The Army is making clear and positive statements about its attitude to inclusivity. Attraction and retention of the best talent requires a reputation as an inclusive employer which recognises and values difference; focuses on fairness for the individual, helping them to achieve their potential.

Today, in the British Army there are over 200 different roles available, and 95% of all soldiers will undertake an apprenticeship. Flexible working has been introduced to ensure people can balance their work demands with quality time and personal commitments.

We understand the clear link between flexibility and agile working, well-being and strong performance. We want an organisation where all staff are respected and valued, a safe and comfortable working environment for all our personnel. Our leaders set out to maximise the talent and potential of all personnel by implementing new initiatives and maintaining a climate that encourages equality of opportunity and inclusion.

Army musician Kendall Lewis

On International Women’s Day, Army Musician Kendall Lewis, 23, from Redditch in the West Midlands, is very proud to highlight how well women are integrated into the British Army, working alongside and in all but frontline combat roles, doing exactly the same job as men.

“It is an amazing experience being a Trumpeter on the Queen’s Life Guard; very special and a great privilege.” said Musician Kendall Lewis. When Her Majesty The Queen is in residence at Buckingham Palace a Trumpeter riding a white charger announces the arrival of the Queen’s Life Guard (which is currently all male) and leads them to their duties at Horse Guards.

Soldiers were first employed as Trumpeters in the Household Cavalry from the early 1660s, with distinctive uniforms not unlike the state dress that is worn today. Their main job was to communicate routine message calls, and the many orders in camp. Today, ceremonial Trumpeters are professional musicians and perform fanfares at important state occasions. When in the presence of the Royal Family, Trumpeters from the Band of the Household Cavalry are referred to as State Trumpeters and wear gold state coats bearing the royal insignia, and a blue velvet jockey cap.

“As a Trumpeter you are very much in the spotlight. The focus is on you as you stand alone to perform, all eyes and ears on you”. said Kendall, but for Musician Lewis, it is all in a day’s work. Principally a French horn player with the Band of the Household Cavalry, Musician Lewis, volunteered to take on the additional role of Trumpeter when the opportunity recently arose.

With a love of music and a passion for horses, being a mounted musician is Kendall Lewis’s dream job.
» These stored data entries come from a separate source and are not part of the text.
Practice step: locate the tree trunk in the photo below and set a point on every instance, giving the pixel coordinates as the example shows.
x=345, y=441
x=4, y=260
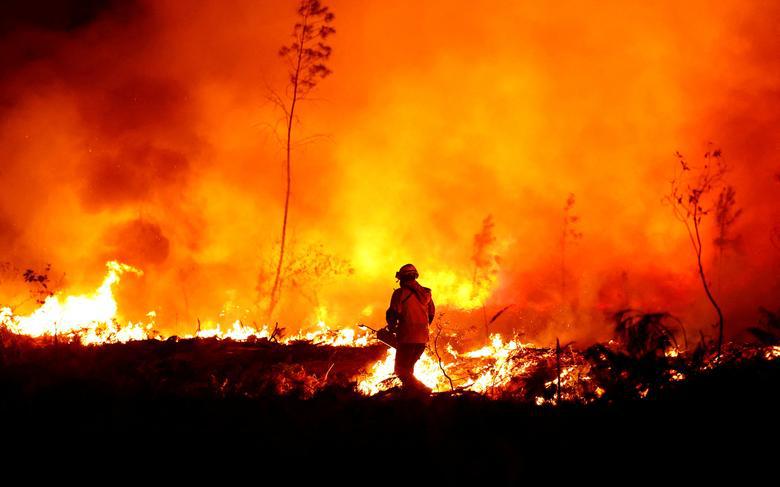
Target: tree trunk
x=275, y=290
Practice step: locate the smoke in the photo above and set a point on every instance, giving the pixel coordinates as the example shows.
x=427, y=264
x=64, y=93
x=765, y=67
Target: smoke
x=143, y=132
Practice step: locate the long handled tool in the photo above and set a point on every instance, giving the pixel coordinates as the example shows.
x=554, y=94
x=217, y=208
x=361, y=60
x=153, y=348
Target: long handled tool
x=383, y=335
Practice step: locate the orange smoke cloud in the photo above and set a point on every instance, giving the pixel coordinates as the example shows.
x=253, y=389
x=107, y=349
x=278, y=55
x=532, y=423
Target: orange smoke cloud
x=145, y=134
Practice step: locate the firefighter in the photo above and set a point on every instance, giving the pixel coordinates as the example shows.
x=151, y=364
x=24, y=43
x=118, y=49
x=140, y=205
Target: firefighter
x=411, y=311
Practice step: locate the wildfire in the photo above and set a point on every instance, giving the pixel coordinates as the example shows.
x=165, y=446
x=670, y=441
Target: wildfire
x=491, y=370
x=91, y=317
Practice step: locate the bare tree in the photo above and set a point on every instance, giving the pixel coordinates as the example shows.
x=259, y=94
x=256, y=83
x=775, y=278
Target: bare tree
x=690, y=197
x=306, y=56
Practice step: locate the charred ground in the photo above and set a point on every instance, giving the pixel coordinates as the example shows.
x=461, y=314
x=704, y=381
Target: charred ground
x=299, y=401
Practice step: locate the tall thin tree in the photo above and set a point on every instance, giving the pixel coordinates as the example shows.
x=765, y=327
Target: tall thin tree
x=691, y=200
x=306, y=58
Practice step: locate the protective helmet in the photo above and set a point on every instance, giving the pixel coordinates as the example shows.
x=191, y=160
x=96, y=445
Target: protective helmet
x=407, y=271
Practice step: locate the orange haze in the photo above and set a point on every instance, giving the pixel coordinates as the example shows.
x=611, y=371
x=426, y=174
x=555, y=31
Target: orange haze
x=450, y=135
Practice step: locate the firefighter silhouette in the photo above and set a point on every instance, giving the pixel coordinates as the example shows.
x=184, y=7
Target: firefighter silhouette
x=411, y=311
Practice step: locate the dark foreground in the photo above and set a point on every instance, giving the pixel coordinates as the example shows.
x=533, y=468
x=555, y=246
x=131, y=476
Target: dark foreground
x=719, y=422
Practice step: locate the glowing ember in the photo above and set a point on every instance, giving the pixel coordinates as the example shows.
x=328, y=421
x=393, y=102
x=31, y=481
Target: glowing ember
x=91, y=317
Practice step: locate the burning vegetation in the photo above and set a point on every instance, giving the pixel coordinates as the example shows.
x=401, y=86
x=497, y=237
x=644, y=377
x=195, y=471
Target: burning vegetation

She knew that she wanted to be in the Army from childhood, and working with the Band has allowed her to combine all her interests in one. When she is not fulfilling her role as Trumpeter for the Queen’s Life Guard, Kendall plays in the Band and can regularly be seen accompanying the Foot Guards at the Changing of the Guard ceremonies at Buckingham Palace and Windsor Castle.

The musicians will be particularly busy during this, Her Majesty The Queen’s Sapphire Jubilee year, and will be performing on the Queen’s Birthday Parade, various State Visits and Beating of the Retreat throughout the summer.